Dizer “O homem foi morto
pela polícia” ou dizer “O homem foi abatido pela polícia” ou dizer “O homem foi
assassinado pela polícia” não é a mesma coisa.
Se no primeiro caso é
meramente factual, no segundo o mesmo facto reveste-se de um carácter de
legitimidade enquanto que no terceiro toma foros de crime.
Os bons profissionais das
escrita sabem-no bem, quer sejam ensaístas, romancistas ou jornalistas. A
escolha das palavras, mesmo que de significado próximo, fazem toda a diferença.
O mesmo acontece com o
tom de voz e o semblante com é dito: sério, contristado, jocoso, cúmplice… a
forma como cada uma das frases acima referidas for dita reforça, neutraliza,
inverte ou subverte o sentido das palavras. Qualquer actor, político, professor
ou jornalista o sabe e o usa.
Na imagem também há
variáveis de interpretação perante o mesmo assunto: de perto, com um grande
ângulo de visão, bem de longe com uma objectiva potente; de baixo ou de cima;
com luz crua ou difusa; com maior ou menor contraste, com maior ou menor
profundidade de campo… se uma imagem vale mil palavras, há mil formas de fazer
uma imagem de um mesmo assunto ou facto. Qualquer pintor, fotógrafo, director
de imagem, jornalista ou realizador o sabe e usa.
A questão põe-se no uso
que é dado à palavra, ao som, à imagem.
Se se tratar de ficção,
entretenimento, trabalho de autor, qualquer método ou opção é sempre válida,
desde que o seu resultado corresponda às ideias de quem faz. Pretende ele criar
no receptor sensações como resposta aos estímulos que produz.
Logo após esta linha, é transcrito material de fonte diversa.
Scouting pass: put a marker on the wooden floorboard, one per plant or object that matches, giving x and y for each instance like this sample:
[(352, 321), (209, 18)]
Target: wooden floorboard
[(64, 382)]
E o céu é o
limite, dirão alguns que entendem haver limite ao acto de criar.
Mas se objectivo for
informar, tornar o receptor conhecedor de um dado facto sem lhe querer
condicionar as reacções, aí a coisa fia bem mais fino.
As escolhas das palavras,
dos sons, dos enquadramentos, luzes e contrastes não devem reflectir a opinião
de quem produz. As opções deverão ser tão neutras quanto o possível, deixando
que as opiniões sobre o contado sejam produzidas pelo receptor.
Não é fácil esta
abordagem! Implica, por parte de quem produz conteúdos, um distanciamento
pessoal tão grande quanto o possível dos factos relatados, uma abordagem neutra
e isenta. E, convenhamos, só os bons profissionais (ou os que, não sendo
profissionais, nasceram com o dom) o conseguem sem esforço.
Os outros, os normais,
recorrem a diversas técnicas específicas do ofício e das ferramentas que usam,
para garantir a neutralidade do que contam.
Uma delas é, sem sombra
de dúvida, a igualdade de tratamento, não importa qual o assunto ou quais as
simpatias. Uma abordagem idêntica, na palavra, no som ou na imagem, garante a
isenção ou imparcialidade, amemos ou odiemos aquilo sobre o que escrevemos,
falamos ou captamos.
Uma vez mais digo que não
é fácil. Quem conta o que vê ou ouve também é humano, também reage
emocionalmente. Mas é aí, na forma de reagir, que se reconhecem os
profissionais, por um lado, e os amadores ou demagogos por outro.
Mais ainda: quanto mais
próximo se está do assunto que se conta, mais difícil a separação entre emoções
pessoais e o ofício. E o inverso também é verdade: o redactor, frente aos
despachos das agências, o pivot num noticiário ou o editor de vídeo ou
fotográfico têm a reserva emocional de estarem à distância e de poderem
respirar fundo antes de abordarem o assunto.
Por tudo isto (e mais uns
trocos que chegariam para encher umas estantes de uma biblioteca) que entendo
que alguns que conheço, trabalhando na retaguarda informativa e fazendo questão
de ter uma abordagem personalizada e distinta do seu ofício só podem ter duas
classificações:
Ou bem que são absolutos
incompetentes no que fazem, não percebendo nada da diferença entre informar e
recrear, entre comunicação de massas e trabalho d’autor;
Ou então são exímios
manipuladores, alinhados por ideais específicos, usando das prerrogativas do
seu ofício para manipular a sociedade que consome, ingénua, o que produzem.
Tenho para mim que a um
incompetente ou se ensina ou se afasta, com o carinho que uma e a indiferença
que a outra situação merecem.
Já um manipulador de
opiniões…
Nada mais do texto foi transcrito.